Created attachment 141115 [details] dmesg with the patch included Forwarding https://bugs.debian.org/906180 linux.git commit 53fd40a90f3c caused the Linux kernel cmdline EDID override mechanism to no longer override the EDID properly. I have an external monitor that used to have a valid EDID but after replugging it at one point, the EDID became empty. I recovered a copy of it from backups of the Xorg logs. To get a valid EDID I then override the empty EDID using the backup copy and the drm.edid_firmware (or drm_kms_firmware.edid_firmware) parameter.
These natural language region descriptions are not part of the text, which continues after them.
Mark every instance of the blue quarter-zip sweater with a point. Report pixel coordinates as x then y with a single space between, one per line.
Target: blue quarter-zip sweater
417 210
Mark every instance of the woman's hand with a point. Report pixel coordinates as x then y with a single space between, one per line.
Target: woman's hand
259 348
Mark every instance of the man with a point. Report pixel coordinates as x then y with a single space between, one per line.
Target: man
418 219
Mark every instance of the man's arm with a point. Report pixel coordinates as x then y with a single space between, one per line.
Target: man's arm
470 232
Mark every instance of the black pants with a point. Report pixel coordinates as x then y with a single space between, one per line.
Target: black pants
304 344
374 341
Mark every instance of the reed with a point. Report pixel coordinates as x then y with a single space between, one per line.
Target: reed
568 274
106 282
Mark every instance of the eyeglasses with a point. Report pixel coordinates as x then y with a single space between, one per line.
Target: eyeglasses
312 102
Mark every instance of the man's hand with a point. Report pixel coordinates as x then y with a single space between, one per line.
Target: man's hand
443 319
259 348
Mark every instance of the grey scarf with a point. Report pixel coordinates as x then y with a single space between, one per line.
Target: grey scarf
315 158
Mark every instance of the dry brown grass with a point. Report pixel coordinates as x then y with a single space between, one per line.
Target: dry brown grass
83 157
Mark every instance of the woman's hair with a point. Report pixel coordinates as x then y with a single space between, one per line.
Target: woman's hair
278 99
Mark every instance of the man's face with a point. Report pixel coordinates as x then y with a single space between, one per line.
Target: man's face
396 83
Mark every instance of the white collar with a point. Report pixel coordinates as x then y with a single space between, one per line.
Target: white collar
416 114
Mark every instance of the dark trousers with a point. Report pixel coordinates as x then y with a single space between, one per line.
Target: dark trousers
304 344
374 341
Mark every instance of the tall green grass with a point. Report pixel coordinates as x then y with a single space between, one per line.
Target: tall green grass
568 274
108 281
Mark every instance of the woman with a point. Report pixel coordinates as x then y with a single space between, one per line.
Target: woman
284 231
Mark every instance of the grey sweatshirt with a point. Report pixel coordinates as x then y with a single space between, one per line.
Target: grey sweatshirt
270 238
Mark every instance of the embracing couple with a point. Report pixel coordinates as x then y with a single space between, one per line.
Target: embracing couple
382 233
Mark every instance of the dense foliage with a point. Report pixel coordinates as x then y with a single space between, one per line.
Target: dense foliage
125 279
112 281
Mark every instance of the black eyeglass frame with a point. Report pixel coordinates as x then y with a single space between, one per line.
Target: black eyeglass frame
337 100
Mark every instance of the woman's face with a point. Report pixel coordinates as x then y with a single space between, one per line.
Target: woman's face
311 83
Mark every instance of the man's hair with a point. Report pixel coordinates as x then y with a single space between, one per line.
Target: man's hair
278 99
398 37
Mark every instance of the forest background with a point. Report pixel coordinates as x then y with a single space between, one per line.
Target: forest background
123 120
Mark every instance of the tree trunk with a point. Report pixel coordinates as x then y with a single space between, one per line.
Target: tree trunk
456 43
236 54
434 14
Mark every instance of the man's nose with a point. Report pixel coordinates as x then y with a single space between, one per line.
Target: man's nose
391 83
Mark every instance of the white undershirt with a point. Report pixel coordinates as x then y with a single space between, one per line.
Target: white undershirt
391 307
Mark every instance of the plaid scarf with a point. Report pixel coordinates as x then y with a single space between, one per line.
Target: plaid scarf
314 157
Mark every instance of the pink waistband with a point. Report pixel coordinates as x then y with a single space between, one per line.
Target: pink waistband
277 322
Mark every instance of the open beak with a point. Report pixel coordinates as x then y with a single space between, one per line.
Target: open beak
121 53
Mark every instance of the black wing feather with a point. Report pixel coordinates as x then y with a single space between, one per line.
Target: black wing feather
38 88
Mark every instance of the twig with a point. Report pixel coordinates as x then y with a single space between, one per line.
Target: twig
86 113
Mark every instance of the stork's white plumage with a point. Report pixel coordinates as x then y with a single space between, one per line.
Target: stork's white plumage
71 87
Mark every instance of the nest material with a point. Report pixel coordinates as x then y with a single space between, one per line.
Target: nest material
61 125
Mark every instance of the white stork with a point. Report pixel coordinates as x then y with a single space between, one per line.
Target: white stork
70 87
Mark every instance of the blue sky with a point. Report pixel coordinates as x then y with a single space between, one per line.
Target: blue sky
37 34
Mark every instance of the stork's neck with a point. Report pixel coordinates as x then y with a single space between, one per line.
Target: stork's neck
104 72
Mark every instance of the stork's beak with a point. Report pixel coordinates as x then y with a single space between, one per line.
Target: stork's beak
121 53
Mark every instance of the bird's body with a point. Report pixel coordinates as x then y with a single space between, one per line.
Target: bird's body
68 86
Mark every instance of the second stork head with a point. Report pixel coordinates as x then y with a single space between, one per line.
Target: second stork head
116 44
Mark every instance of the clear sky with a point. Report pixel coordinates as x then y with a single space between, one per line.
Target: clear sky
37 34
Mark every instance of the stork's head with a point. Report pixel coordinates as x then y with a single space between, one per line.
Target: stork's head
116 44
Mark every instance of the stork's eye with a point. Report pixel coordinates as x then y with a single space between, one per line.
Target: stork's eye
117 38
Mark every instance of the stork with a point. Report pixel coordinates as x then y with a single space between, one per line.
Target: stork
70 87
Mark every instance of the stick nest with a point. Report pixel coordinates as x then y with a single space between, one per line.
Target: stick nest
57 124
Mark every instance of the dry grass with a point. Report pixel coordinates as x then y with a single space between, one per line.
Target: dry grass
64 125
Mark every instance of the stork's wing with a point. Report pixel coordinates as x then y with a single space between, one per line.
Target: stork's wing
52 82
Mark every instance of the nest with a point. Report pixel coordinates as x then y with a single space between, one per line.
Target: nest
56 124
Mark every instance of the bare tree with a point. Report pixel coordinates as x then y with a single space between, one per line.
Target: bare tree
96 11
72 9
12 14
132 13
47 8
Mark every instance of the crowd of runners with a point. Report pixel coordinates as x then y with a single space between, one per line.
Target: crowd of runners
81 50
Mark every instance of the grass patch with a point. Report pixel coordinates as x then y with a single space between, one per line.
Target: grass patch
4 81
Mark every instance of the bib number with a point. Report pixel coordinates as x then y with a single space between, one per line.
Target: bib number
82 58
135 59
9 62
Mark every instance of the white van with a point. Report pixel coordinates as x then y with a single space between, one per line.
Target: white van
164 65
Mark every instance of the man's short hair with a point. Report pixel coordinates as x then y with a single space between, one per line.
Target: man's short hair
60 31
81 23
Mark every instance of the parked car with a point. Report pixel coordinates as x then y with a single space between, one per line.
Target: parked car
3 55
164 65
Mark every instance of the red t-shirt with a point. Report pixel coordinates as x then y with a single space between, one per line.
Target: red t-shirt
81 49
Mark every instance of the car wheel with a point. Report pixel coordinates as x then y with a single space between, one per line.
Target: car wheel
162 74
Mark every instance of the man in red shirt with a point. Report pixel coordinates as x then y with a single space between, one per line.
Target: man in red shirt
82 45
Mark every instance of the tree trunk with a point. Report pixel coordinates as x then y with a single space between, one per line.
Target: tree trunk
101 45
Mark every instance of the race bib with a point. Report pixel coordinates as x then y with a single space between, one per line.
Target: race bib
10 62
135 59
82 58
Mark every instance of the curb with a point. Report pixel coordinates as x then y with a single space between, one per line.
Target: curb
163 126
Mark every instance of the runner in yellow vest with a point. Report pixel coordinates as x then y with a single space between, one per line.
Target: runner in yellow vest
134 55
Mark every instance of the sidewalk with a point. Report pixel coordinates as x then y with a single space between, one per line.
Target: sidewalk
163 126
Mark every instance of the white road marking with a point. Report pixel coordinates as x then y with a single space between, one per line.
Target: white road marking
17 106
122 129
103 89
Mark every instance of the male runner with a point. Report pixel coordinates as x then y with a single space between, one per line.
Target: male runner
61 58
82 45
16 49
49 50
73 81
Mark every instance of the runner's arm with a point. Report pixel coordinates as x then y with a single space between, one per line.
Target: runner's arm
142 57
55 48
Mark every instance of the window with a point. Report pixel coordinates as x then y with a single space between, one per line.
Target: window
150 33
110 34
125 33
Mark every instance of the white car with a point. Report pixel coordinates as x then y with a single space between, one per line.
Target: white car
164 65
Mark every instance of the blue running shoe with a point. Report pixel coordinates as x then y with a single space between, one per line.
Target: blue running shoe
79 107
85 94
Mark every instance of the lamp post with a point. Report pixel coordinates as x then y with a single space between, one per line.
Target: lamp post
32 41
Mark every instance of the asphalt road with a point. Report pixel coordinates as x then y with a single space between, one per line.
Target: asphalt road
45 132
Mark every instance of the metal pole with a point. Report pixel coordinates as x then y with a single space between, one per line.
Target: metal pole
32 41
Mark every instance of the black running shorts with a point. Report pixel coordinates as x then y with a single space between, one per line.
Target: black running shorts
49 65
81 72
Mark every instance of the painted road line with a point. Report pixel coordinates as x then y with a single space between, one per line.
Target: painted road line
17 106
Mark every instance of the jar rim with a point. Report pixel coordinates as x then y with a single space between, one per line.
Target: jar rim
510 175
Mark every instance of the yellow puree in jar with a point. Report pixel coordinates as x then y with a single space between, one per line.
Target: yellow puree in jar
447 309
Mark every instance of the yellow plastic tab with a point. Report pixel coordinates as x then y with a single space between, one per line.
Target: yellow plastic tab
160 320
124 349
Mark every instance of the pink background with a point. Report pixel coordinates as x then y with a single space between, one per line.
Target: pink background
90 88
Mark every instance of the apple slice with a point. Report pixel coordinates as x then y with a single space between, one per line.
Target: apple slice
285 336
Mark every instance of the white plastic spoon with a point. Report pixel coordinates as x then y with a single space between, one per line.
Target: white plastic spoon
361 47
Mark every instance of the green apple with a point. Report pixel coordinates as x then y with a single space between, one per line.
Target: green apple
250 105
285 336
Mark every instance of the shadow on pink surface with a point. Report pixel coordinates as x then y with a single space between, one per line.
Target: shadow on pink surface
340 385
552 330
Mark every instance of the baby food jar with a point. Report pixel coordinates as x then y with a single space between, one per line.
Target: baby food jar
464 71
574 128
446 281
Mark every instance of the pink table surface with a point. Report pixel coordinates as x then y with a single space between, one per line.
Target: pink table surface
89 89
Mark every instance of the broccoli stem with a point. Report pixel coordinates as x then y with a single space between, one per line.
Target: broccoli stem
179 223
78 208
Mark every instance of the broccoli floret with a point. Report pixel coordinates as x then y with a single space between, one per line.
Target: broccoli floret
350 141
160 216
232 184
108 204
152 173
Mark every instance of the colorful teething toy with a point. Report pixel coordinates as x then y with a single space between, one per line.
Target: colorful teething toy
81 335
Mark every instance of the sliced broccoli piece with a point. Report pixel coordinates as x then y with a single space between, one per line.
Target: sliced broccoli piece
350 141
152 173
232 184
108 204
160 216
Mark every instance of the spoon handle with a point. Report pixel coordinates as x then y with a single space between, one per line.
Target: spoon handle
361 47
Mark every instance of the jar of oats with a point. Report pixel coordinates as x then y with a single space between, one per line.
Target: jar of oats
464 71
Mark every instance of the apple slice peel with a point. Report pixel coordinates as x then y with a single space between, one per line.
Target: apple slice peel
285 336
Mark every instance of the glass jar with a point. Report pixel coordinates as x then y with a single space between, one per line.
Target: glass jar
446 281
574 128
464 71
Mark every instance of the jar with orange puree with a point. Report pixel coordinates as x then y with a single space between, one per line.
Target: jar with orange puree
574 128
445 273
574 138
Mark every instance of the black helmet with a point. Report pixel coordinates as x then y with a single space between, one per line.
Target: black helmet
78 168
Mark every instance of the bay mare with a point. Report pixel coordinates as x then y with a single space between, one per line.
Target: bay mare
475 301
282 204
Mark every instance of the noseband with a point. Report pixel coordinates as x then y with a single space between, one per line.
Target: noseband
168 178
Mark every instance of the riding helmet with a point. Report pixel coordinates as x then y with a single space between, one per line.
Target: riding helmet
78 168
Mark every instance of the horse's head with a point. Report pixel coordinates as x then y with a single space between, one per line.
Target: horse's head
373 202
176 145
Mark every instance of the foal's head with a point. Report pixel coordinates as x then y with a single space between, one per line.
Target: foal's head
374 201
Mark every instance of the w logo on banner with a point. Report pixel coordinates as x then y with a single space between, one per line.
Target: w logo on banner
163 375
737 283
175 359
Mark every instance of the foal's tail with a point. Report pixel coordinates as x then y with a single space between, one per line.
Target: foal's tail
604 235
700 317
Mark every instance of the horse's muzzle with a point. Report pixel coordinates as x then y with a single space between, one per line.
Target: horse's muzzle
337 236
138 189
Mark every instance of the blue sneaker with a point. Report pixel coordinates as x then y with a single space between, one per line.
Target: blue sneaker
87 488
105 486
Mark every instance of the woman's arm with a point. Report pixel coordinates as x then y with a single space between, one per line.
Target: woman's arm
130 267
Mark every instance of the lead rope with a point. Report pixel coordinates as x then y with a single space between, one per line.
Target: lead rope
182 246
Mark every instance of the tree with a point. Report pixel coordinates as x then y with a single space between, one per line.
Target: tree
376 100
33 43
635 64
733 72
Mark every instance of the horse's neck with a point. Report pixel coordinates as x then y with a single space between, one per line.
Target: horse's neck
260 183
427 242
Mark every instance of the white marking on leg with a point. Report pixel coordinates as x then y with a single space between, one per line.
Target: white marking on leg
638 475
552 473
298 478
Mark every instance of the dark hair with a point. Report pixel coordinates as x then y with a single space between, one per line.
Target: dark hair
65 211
With the EDID correctly overridden, the VGA-1 EDID file looks like the following, the Linux virtual consoles are higher resolution, GNOME/xrandr are able to use the full resolution of the monitor (1680x1050) and GNOME is able to determine the make/model (it is an LG FLATRON W2242PM but GNOME says Goldstar Company Ltd 23"): $ hd /sys/devices/pci0000:00/0000:00:02.0/drm/card0/card0-VGA-1/edid 00000000 00 ff ff ff ff ff ff 00 1e 6d 77 56 64 78 09 00 |.........mwVdx..| 00000010 08 13 01 03 6a 31 20 78 ea ae c5 a2 57 4a 9c 25 |....j1 x....WJ.%| 00000020 12 50 54 a7 6b 80 95 0f 95 00 81 80 81 40 71 4f |.PT.k........@qO| 00000030 01 01 01 01 01 01 7c 2e 90 a0 60 1a 1e 40 30 20 |......|...`..@0 | 00000040 36 00 da 28 11 00 00 1a 21 39 90 30 62 1a 27 40 |6..(....!9.0b.'@| 00000050 68 b0 36 00 da 28 11 00 00 1c 00 00 00 fd 00 38 |h.6..(.........8| 00000060 4b 1e 53 0f 00 0a 20 20 20 20 20 20 00 00 00 fc |K.S... ....| 00000070 00 57 32 32 34 32 0a 20 20 20 20 20 20 20 00 5d |.W2242. .]| 00000080 Without the override working correctly, the EDID file is empty, the Linux virtual consoles are lower resolution and only the standard modes (1024x768, 800x600 and 848x480) are available in xrandr/GNOME and GNOME settings is not able to determine the make/model of the monitor. In addition to using the EDID override, I can manually run some xrandr commands but that isn't as convenient and doesn't alter the resolution of the Linux virtual consoles: xrandr --output VGA-1 --newmode 1680x1050_60.0 146.25 1680 1784 1960 2240 1050 1053 1059 1089 -hsync +vsync xrandr --addmode VGA-1 1680x1050_60.0 xrandr --output VGA-1 --mode 1680x1050_60.0 xrandr --output VGA-1 --auto Adding video=VGA-1:e to the Linux kernel command-line parameters seems to fix the EDID override problem. I will attach dmesg files with the drm.debug=14 Linux kernel command-line parameter.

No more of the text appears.